The natural healers must be more careful about their statements if they would have the respect of intelligent people, and they must labor diligently to be well informed. For their own good regular physicians will have to be more open-minded, and recognize the fact that it is not necessary to have a M. D. degree to accept the truth regarding healing. Medical men are losing their hold on the public largely because they have cultivated the class spirit.

It is a well known fact among natural healers that most cases of
Bright's disease are curable, even after they have become chronic.
However, a physician who voices this truth will probably be classed
among irresponsible dreamers by other doctors.

Antagonism of this kind breeds extremists and is therefore harmful to the public, which pays for all the mistakes made. It is very easy to lose one's mental balance and to begin to play on a harp with but one string. We have a large army of Christian Scientists. If it were not for the way in which physicians of the past mistreated the body and neglected the mind, this sect would not exist. The doctors, with their awful doses of nauseous and destructive drugs, went to one extreme. The reaction was the formation of a sect that has gone to the other extreme. The Christian Scientists are incomprehensible in spots to us mortals who believe in a body as well as a mind, but they have a cheerful and helpful philosophy which brings enjoyment on earth and they have done an immense amount of good by teaching people to cease thinking and talking so much about themselves and their ills. Among other demonstrations, they have shown the uselessness of drugs.
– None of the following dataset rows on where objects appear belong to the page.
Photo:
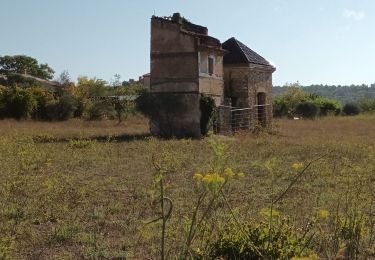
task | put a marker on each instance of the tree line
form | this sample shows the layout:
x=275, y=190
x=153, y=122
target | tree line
x=26, y=91
x=344, y=94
Of late so many varieties of drugless healers have sprung into existence that it is difficult to remember even their names. There are many pathies. These have a tendency to take one part of the human being, or one procedure of treatment, and to play this up to the elimination of all the rest. Some do everything with the mind. Others pay no attention to the mind. Bathing, massage, manipulating the spine, washing out the colon, baths in mud, sunshine or water, suggestion and many other things are separately given credit for being cure-alls. Many of these are excellent as a part of regenerative treatment, but they are not sufficient of themselves to give permanent results.

Most healers have too narrow vision. People come to them because they have faith. The faith alone will produce temporary improvement, but as soon as the interest is gone and the procedure grows old the patient becomes worse again unless the treatment possesses genuine merit. Osteopathy is most excellent, as a part of a healing system, but it is not sufficient. The osteopaths find their patients relapsing over and over again, or taking some other disease. However, they are learning, in increasing numbers, that if they would keep their patrons well, they have to give them education along the line of hygiene and dietetics, with a little mental training thrown in.

Many chiropractors are learning the same thing. In some chiropractic schools there are professors wise enough to teach their students to be broad-minded. The true natural healer makes use of air, water, food, exercise, mental training—in fact, all the means nature has put at his disposal. He realizes that the best treatment is education of the patient. In many cases a cure can be greatly hastened by proper local treatment.

It is unfortunate that the nature healers are so divided and that many operate upon such a narrow basis. If the vast majority of them were well informed, broad enough to make use of all helpful natural means, and were designated by the same name, it would not take them long to gain more public confidence and respect than they now possess. So long as the nature healers segregate themselves and allow themselves to be narrow, so long will they have to struggle at a disadvantage against the more united wielders of scalpels and prescribers of drugs.

The question of choosing a health guide is sometimes perplexing. The patient should select one in whom he has confidence, for confidence is a great aid in restoring health. It often happens that there is no one in the town in whom the patient has confidence, for many communities have no competent natural healers. Then the question is whether or not to seek advice by correspondence. In acute diseases this is generally a bad plan, for the family often lacks the poise and equanimity necessary to carry out directions. In chronic cases it is usually all right. Here all that is required is correct knowledge put into practice and errors are not as dangerous as in acute diseases. Curable cases will get well by following the advice given by correspondence. A medical man who educates people by correspondence is considered unethical and is severely censured by the ethical brethren. To prescribe medicine by mail is without doubt reprehensible, but to educate people into health is a work of merit, whether it is done face to face or by correspondence. It is advantageous to meet the physician, talk things over and be examined, but it is not necessary.

I know of some cases of acute disease treated satisfactorily by letter and telegram, but the patients' families were in sympathy with natural methods, of which they had a fair knowledge, and they had unlimited confidence in the healer.

I am personally acquainted with many people who have been educated out of chronic disease and into health by correspondence, after the local physicians had vainly exhausted all their skill. It is simply a matter of applied knowledge and it works just as well in curable cases if given by telephone, telegraph or letter as if imparted by word of mouth. However, it seems to me that it is most satisfactory for all concerned when the healer and the sufferer can meet.